The final equilibrium state of Lamb's hydrostatic adjustment problem is found for finite amplitude heating. Lamb's problem consists of the response of a compressible atmosphere to an instantaneous, horizontally homogeneous heating. Results are presented for both isothermal and nonisothermal atmospheres.

As in the linear problem, the fluid displacements are confined to the heated layer and to the region aloft with no displacement of the fluid below the heating. The region above the heating is displaced uniformly upward for heating and downward for cooling. The amplitudes of the displacements are larger for cooling than for warming.

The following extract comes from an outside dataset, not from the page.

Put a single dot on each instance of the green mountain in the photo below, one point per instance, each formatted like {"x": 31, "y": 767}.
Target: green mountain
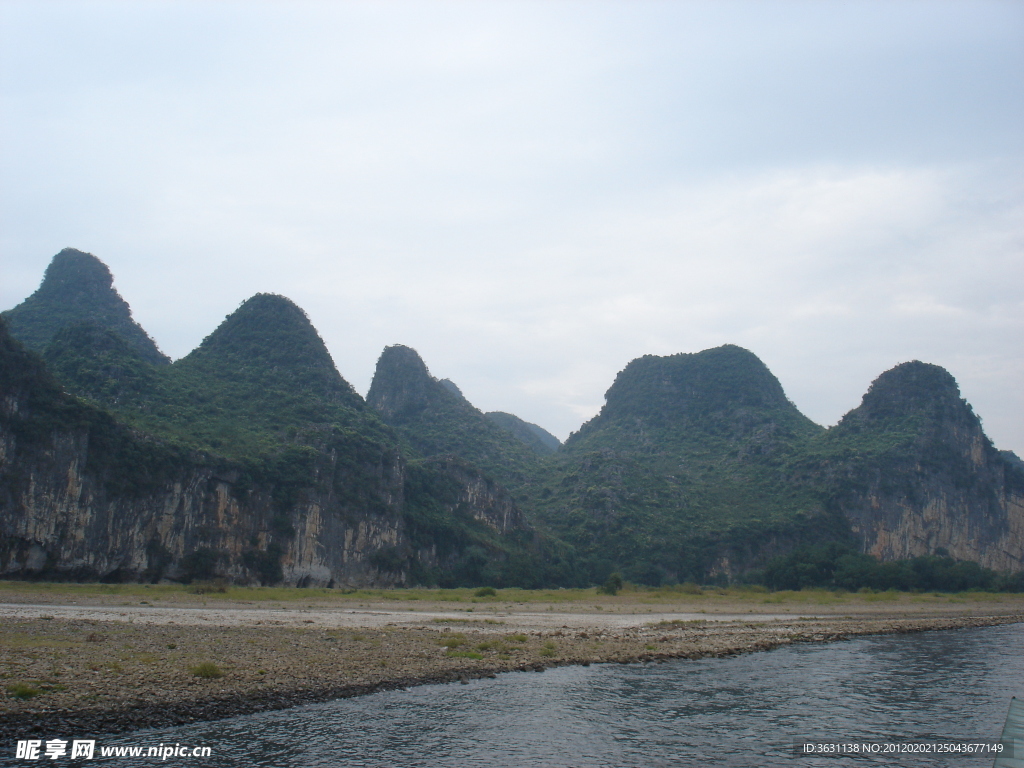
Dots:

Examination of the energetics reveals that the fraction of the heat deposited into the acoustic modes increases linearly with the amplitude of the heating. This fraction is typically small (e.g., 0.06% for a uniform warming of 1 K) and is essentially independent of the lapse rate of the base-state atmosphere. In contrast a fixed fraction of the available energy generated by the heating goes into the acoustic modes. This fraction (e.g., 12% for a standard tropospheric lapse rate) agrees with the linear result and increases with increasing stability of the base-state atmosphere.

The compressible results are compared to solutions using various forms of the soundproof equations. None of the soundproof equations predict the finite amplitude solutions accurately. However, in the small amplitude limit, only the equations for deep convection advanced by Dutton and Fichtl predict the thermodynamic state variables accurately for a nonisothermal base-state atmosphere.